Traders were suddenly 'woke' from their sleepy summer 'this is a no brainer melt up' doldrums this week by some sudden vol… for no good reason. As former fund manager Richard Breslow notes, however, there is a 'playbook' for what happens next as the market seems destined to test technical support and resistance levels.
It’s Friday and the middle of the summer. You’d think it would be one of those days where people want to get in and get out with a minimum of fanfare. But that’s not how it feels nor how it’s playing out. We’ve had some decent ranges across instruments. Volumes have been healthy and running above the average for the last couple of weeks. There’s no question that a lot of assets are in play.
Suddenly, you have to be asking yourself if casually selling volatility is such an obviously smart strategy.
Next week August begins and if there’s one thing we’ve learned over the last few years, it’s certainly not guaranteed to be a snoozer.
The price levels that we saw before Chair Yellen’s dovish tilt during her Congressional testimony have become important technical resistance or support points for delineating market sentiment. They have all held since and shouldn’t be forgotten. But they’re too far away to guide trading today and into next week. Not to fret. They’ve been supplemented by new and closer levels. Hurrah, we have an interested market and close pivots galore to play with.

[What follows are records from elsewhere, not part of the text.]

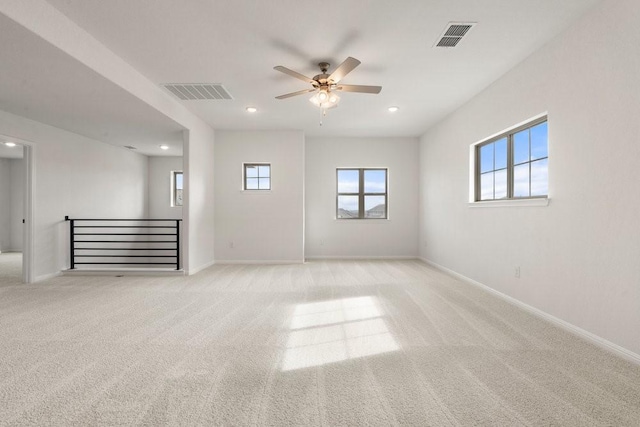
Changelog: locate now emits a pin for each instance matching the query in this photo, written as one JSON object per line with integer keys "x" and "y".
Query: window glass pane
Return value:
{"x": 264, "y": 183}
{"x": 500, "y": 184}
{"x": 521, "y": 180}
{"x": 348, "y": 207}
{"x": 539, "y": 141}
{"x": 501, "y": 153}
{"x": 486, "y": 158}
{"x": 252, "y": 183}
{"x": 375, "y": 181}
{"x": 374, "y": 207}
{"x": 251, "y": 171}
{"x": 521, "y": 147}
{"x": 348, "y": 180}
{"x": 486, "y": 186}
{"x": 540, "y": 177}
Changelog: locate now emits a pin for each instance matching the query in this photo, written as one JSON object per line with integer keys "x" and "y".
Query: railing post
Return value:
{"x": 177, "y": 244}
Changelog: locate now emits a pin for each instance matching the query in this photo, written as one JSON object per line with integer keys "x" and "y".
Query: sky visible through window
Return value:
{"x": 530, "y": 165}
{"x": 375, "y": 187}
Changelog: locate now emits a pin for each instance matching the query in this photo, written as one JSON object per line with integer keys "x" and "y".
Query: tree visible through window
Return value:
{"x": 514, "y": 165}
{"x": 361, "y": 193}
{"x": 177, "y": 186}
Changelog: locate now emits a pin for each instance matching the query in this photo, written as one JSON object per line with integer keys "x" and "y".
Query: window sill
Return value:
{"x": 542, "y": 201}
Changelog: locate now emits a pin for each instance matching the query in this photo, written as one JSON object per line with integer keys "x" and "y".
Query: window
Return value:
{"x": 513, "y": 165}
{"x": 176, "y": 188}
{"x": 257, "y": 176}
{"x": 362, "y": 193}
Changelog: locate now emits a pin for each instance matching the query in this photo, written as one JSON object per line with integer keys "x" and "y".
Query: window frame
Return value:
{"x": 244, "y": 176}
{"x": 509, "y": 135}
{"x": 361, "y": 193}
{"x": 174, "y": 189}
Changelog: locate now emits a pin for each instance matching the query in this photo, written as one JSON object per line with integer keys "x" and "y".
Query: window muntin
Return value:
{"x": 177, "y": 187}
{"x": 361, "y": 193}
{"x": 257, "y": 176}
{"x": 514, "y": 165}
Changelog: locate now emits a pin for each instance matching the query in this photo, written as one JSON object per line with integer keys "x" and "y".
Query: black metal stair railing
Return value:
{"x": 153, "y": 243}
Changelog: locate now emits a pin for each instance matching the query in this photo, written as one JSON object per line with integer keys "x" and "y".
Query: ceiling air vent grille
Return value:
{"x": 198, "y": 91}
{"x": 454, "y": 32}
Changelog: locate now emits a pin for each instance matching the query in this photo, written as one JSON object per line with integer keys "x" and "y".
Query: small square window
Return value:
{"x": 361, "y": 194}
{"x": 176, "y": 188}
{"x": 257, "y": 176}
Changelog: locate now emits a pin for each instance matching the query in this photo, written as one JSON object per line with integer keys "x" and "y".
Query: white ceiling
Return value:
{"x": 237, "y": 43}
{"x": 40, "y": 82}
{"x": 10, "y": 152}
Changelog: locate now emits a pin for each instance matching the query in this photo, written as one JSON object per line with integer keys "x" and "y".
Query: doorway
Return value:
{"x": 15, "y": 211}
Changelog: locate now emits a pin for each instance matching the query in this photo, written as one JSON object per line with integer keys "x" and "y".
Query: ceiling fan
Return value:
{"x": 325, "y": 85}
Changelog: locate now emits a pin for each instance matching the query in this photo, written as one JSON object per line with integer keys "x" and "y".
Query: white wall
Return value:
{"x": 263, "y": 226}
{"x": 328, "y": 237}
{"x": 160, "y": 169}
{"x": 79, "y": 177}
{"x": 579, "y": 256}
{"x": 199, "y": 200}
{"x": 5, "y": 205}
{"x": 17, "y": 203}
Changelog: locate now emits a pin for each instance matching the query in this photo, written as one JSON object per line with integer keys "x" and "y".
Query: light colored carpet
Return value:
{"x": 325, "y": 343}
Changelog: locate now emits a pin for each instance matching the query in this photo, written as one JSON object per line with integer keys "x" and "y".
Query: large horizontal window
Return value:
{"x": 513, "y": 165}
{"x": 361, "y": 194}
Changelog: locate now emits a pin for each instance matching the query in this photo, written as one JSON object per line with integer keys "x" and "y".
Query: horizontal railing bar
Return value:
{"x": 125, "y": 256}
{"x": 125, "y": 249}
{"x": 125, "y": 234}
{"x": 93, "y": 219}
{"x": 124, "y": 226}
{"x": 126, "y": 263}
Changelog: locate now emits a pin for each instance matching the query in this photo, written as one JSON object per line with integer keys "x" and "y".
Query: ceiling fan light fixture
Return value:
{"x": 325, "y": 99}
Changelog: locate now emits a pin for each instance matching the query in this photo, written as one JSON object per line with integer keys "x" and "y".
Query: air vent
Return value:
{"x": 454, "y": 32}
{"x": 197, "y": 91}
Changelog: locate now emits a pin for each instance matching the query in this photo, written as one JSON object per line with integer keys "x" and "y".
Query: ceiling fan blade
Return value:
{"x": 343, "y": 69}
{"x": 359, "y": 88}
{"x": 300, "y": 92}
{"x": 295, "y": 74}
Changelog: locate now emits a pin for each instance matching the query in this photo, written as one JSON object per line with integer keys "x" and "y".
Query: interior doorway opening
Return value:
{"x": 16, "y": 179}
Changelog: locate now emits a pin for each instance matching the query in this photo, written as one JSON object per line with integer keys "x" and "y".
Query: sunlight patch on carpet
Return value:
{"x": 334, "y": 331}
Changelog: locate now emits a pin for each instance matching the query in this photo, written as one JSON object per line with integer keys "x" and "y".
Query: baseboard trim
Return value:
{"x": 364, "y": 257}
{"x": 259, "y": 261}
{"x": 569, "y": 327}
{"x": 196, "y": 270}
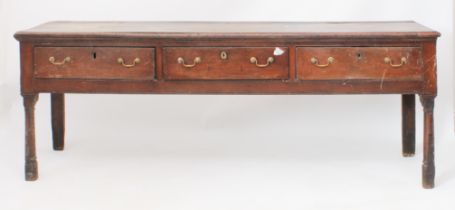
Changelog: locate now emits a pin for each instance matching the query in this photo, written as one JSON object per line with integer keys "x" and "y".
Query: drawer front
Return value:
{"x": 376, "y": 63}
{"x": 94, "y": 63}
{"x": 225, "y": 63}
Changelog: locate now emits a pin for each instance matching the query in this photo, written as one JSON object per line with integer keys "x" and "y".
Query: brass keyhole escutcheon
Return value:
{"x": 223, "y": 55}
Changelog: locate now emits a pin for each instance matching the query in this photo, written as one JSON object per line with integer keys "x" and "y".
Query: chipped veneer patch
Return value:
{"x": 278, "y": 51}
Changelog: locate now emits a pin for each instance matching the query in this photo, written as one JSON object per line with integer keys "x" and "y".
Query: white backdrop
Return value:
{"x": 224, "y": 152}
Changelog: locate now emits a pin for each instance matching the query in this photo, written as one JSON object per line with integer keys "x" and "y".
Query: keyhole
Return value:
{"x": 359, "y": 56}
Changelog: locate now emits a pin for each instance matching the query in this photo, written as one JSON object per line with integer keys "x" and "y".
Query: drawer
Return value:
{"x": 225, "y": 63}
{"x": 94, "y": 63}
{"x": 376, "y": 63}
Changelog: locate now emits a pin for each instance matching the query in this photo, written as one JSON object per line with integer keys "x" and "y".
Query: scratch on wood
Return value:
{"x": 382, "y": 78}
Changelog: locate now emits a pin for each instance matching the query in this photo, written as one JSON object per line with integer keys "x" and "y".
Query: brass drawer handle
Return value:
{"x": 315, "y": 62}
{"x": 254, "y": 60}
{"x": 122, "y": 61}
{"x": 197, "y": 60}
{"x": 65, "y": 60}
{"x": 388, "y": 60}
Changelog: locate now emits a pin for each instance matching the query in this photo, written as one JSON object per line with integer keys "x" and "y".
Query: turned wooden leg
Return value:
{"x": 31, "y": 165}
{"x": 58, "y": 120}
{"x": 408, "y": 125}
{"x": 428, "y": 168}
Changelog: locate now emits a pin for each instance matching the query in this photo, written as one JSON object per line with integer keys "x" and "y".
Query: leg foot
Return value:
{"x": 58, "y": 120}
{"x": 408, "y": 125}
{"x": 428, "y": 167}
{"x": 31, "y": 164}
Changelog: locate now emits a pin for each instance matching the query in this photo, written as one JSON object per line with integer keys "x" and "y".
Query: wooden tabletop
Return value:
{"x": 70, "y": 29}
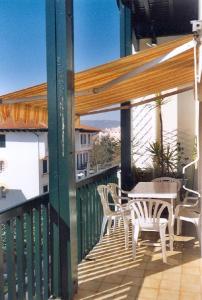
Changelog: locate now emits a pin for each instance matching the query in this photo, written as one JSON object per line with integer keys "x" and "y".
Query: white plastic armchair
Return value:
{"x": 117, "y": 192}
{"x": 146, "y": 215}
{"x": 110, "y": 215}
{"x": 169, "y": 179}
{"x": 188, "y": 211}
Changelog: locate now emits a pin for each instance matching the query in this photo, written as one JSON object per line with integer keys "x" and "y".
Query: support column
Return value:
{"x": 126, "y": 49}
{"x": 200, "y": 136}
{"x": 60, "y": 75}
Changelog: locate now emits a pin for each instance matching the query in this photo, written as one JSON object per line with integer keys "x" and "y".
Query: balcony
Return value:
{"x": 109, "y": 272}
{"x": 106, "y": 270}
{"x": 27, "y": 253}
{"x": 82, "y": 166}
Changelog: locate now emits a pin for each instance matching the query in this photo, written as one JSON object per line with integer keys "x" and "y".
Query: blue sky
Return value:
{"x": 22, "y": 40}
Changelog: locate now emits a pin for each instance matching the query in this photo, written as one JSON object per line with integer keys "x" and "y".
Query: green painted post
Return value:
{"x": 45, "y": 251}
{"x": 10, "y": 260}
{"x": 126, "y": 49}
{"x": 20, "y": 257}
{"x": 37, "y": 252}
{"x": 1, "y": 265}
{"x": 60, "y": 74}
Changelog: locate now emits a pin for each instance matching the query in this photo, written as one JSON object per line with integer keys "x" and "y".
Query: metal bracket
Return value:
{"x": 196, "y": 25}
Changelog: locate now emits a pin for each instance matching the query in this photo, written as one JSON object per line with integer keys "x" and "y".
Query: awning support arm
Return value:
{"x": 183, "y": 48}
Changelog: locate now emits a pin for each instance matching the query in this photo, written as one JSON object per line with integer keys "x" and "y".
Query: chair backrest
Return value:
{"x": 149, "y": 210}
{"x": 169, "y": 179}
{"x": 115, "y": 192}
{"x": 103, "y": 191}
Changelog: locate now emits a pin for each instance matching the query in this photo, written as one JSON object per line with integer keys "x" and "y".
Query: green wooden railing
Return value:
{"x": 25, "y": 241}
{"x": 24, "y": 250}
{"x": 89, "y": 210}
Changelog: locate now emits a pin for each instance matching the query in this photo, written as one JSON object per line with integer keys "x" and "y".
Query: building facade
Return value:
{"x": 24, "y": 161}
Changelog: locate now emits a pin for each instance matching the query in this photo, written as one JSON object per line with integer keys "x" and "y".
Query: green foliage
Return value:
{"x": 168, "y": 161}
{"x": 106, "y": 150}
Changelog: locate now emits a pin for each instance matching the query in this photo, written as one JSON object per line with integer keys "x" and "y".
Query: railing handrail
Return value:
{"x": 19, "y": 209}
{"x": 96, "y": 176}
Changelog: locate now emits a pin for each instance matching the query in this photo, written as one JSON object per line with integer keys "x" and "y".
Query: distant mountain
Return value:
{"x": 102, "y": 124}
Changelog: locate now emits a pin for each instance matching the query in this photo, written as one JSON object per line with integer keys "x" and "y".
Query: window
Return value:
{"x": 83, "y": 139}
{"x": 45, "y": 188}
{"x": 45, "y": 166}
{"x": 2, "y": 141}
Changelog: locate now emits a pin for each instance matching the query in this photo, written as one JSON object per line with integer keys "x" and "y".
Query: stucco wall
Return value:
{"x": 21, "y": 163}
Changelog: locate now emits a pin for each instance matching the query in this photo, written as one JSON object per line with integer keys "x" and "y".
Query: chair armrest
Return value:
{"x": 177, "y": 209}
{"x": 186, "y": 199}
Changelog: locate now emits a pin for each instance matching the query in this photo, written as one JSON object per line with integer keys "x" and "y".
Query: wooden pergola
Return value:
{"x": 71, "y": 95}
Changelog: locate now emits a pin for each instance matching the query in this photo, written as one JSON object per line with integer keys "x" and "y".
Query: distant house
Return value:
{"x": 24, "y": 156}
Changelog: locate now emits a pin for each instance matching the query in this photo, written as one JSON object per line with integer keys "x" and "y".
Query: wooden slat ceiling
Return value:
{"x": 176, "y": 72}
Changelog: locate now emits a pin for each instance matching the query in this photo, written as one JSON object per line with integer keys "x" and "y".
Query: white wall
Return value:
{"x": 178, "y": 113}
{"x": 21, "y": 163}
{"x": 23, "y": 156}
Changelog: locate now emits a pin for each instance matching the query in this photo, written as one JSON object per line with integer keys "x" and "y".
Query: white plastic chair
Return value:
{"x": 146, "y": 216}
{"x": 169, "y": 179}
{"x": 111, "y": 215}
{"x": 188, "y": 211}
{"x": 117, "y": 192}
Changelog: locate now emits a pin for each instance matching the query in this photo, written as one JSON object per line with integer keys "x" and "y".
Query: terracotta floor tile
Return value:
{"x": 148, "y": 293}
{"x": 191, "y": 270}
{"x": 173, "y": 285}
{"x": 190, "y": 296}
{"x": 151, "y": 283}
{"x": 171, "y": 276}
{"x": 168, "y": 295}
{"x": 113, "y": 274}
{"x": 130, "y": 280}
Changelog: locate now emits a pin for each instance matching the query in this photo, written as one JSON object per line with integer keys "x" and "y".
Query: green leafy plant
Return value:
{"x": 167, "y": 161}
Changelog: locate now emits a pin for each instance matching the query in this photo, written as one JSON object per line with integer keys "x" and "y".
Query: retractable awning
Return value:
{"x": 151, "y": 71}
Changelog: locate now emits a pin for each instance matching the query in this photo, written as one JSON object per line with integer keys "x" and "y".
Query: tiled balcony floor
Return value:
{"x": 110, "y": 272}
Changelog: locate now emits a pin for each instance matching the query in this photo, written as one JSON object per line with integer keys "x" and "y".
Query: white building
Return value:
{"x": 24, "y": 158}
{"x": 178, "y": 113}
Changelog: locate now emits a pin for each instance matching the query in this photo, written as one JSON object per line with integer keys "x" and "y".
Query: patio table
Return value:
{"x": 157, "y": 190}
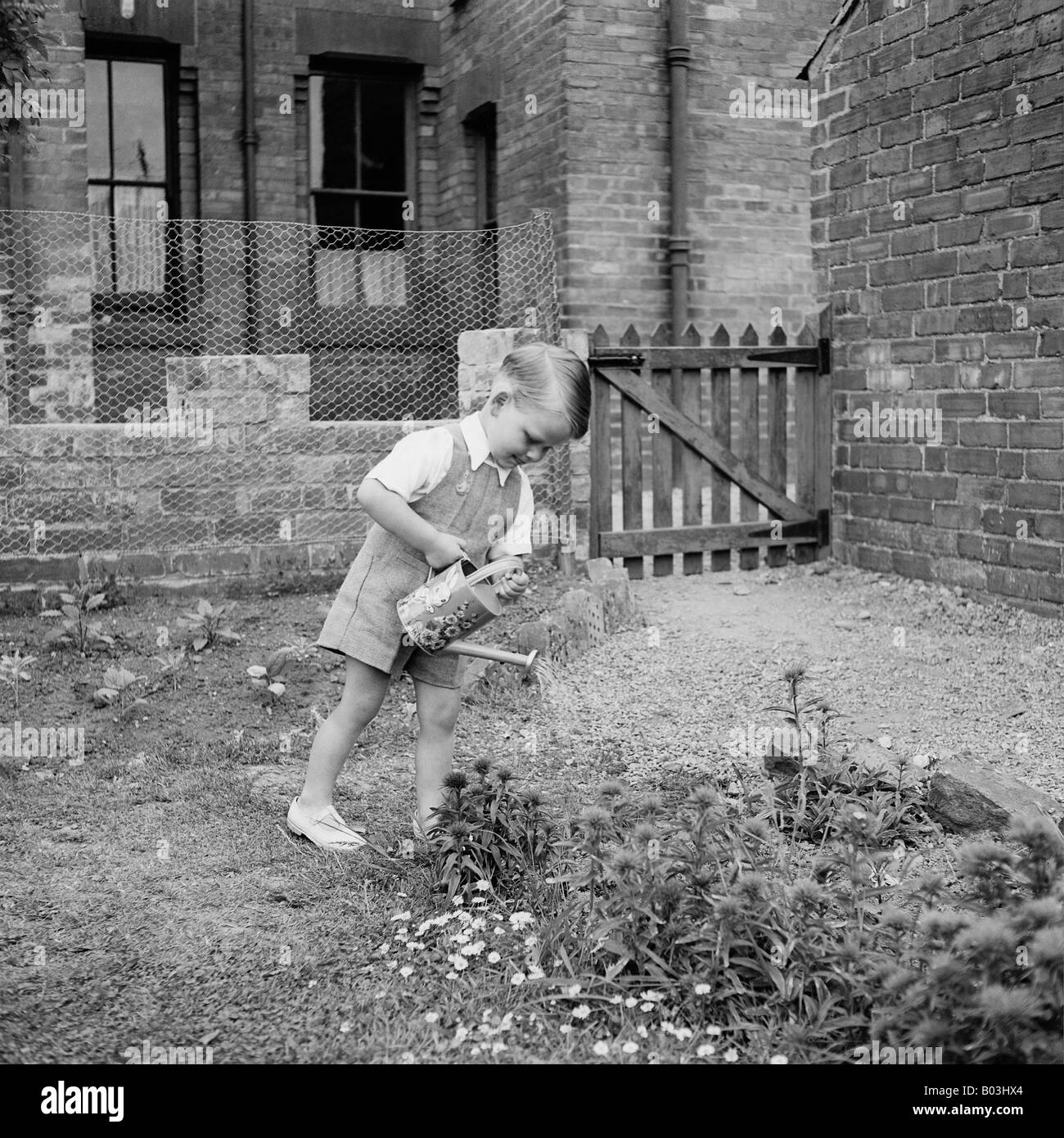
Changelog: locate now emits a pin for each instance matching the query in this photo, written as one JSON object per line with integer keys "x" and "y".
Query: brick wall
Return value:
{"x": 939, "y": 237}
{"x": 749, "y": 180}
{"x": 259, "y": 492}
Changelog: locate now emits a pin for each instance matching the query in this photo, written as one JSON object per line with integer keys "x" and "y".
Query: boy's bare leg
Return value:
{"x": 437, "y": 714}
{"x": 363, "y": 694}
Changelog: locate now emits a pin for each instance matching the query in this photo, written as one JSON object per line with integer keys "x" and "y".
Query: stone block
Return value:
{"x": 967, "y": 793}
{"x": 597, "y": 569}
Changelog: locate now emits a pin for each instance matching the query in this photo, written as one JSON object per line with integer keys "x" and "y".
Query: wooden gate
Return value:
{"x": 670, "y": 420}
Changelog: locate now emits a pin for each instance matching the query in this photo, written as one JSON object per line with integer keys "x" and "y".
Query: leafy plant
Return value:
{"x": 78, "y": 627}
{"x": 14, "y": 670}
{"x": 267, "y": 675}
{"x": 119, "y": 684}
{"x": 985, "y": 982}
{"x": 206, "y": 628}
{"x": 485, "y": 831}
{"x": 171, "y": 664}
{"x": 809, "y": 793}
{"x": 20, "y": 38}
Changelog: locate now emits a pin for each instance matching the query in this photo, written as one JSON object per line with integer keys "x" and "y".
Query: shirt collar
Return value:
{"x": 477, "y": 444}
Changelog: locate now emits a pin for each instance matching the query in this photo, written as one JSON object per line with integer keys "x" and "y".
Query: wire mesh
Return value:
{"x": 113, "y": 323}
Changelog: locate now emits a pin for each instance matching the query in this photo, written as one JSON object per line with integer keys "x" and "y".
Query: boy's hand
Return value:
{"x": 512, "y": 585}
{"x": 444, "y": 551}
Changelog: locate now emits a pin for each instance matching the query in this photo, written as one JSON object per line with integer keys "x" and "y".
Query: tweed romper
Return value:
{"x": 363, "y": 623}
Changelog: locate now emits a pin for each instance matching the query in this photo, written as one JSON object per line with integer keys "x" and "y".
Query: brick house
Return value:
{"x": 938, "y": 239}
{"x": 388, "y": 115}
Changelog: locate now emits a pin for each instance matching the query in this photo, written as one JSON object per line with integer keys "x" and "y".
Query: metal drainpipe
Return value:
{"x": 250, "y": 142}
{"x": 679, "y": 244}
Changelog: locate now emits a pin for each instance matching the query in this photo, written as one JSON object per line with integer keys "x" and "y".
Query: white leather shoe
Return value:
{"x": 328, "y": 831}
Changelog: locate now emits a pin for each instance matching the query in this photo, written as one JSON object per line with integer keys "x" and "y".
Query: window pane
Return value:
{"x": 381, "y": 213}
{"x": 139, "y": 122}
{"x": 102, "y": 263}
{"x": 140, "y": 240}
{"x": 382, "y": 158}
{"x": 97, "y": 128}
{"x": 332, "y": 132}
{"x": 334, "y": 210}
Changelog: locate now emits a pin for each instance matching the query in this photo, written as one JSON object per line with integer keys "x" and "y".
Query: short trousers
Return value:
{"x": 442, "y": 671}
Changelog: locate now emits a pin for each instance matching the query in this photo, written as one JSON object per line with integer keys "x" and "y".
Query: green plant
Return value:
{"x": 985, "y": 982}
{"x": 119, "y": 684}
{"x": 809, "y": 793}
{"x": 267, "y": 675}
{"x": 20, "y": 38}
{"x": 703, "y": 904}
{"x": 206, "y": 628}
{"x": 14, "y": 670}
{"x": 76, "y": 606}
{"x": 486, "y": 832}
{"x": 171, "y": 664}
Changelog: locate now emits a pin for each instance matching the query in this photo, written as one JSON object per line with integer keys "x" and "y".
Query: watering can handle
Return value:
{"x": 493, "y": 567}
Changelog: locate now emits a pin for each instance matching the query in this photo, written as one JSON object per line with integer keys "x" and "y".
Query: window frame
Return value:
{"x": 121, "y": 49}
{"x": 360, "y": 70}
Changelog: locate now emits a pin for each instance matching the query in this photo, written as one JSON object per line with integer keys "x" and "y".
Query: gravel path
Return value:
{"x": 933, "y": 671}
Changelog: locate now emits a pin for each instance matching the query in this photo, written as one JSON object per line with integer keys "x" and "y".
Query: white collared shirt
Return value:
{"x": 419, "y": 463}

Markets moved on the FOMC this week. Another dovish lurch? See you in September? Maybe. But it’s not at all clear. German inflation numbers raise the question of whether it really was the time for everyone to go all meek. In one of those inexplicable shifts in attitude, we’ve gone from traders thinking the central banks were getting ahead of themselves to raising the very real possibility that they risk falling behind. Do we really need to see the whites of their eyes before having any faith in the future?
After the latest meeting statement, the dollar got whacked. But then it did a significant thing. It tried to rally and made it all of the way back to pre- announcement levels before falling away. Retesting a break-out and holding should put that price (circa 94.10 for the DXY) firmly on your technical radar. And it’s close, which is perfect as a pivot and for our purposes.
Perhaps of even more immediate interest is that 10-year Treasury yields are back to testing their break-down level, courtesy of today’s European back-up. A move back above 2.33% puts 2.40% into play and, then, who knows?
Gold was courteous enough to boot off from $1250, a nice round number that’s easy to remember.
For S&P 500 futures, the reasons are different but the level clear. The E-Mini below 2475 looks squishy if not soft.
Back above and we can continue to believe that the powers that be have your back.
As Breslow concludes, if you have to be here anyway, might as well make the most of what may prove to be an revealing insight into where we go next.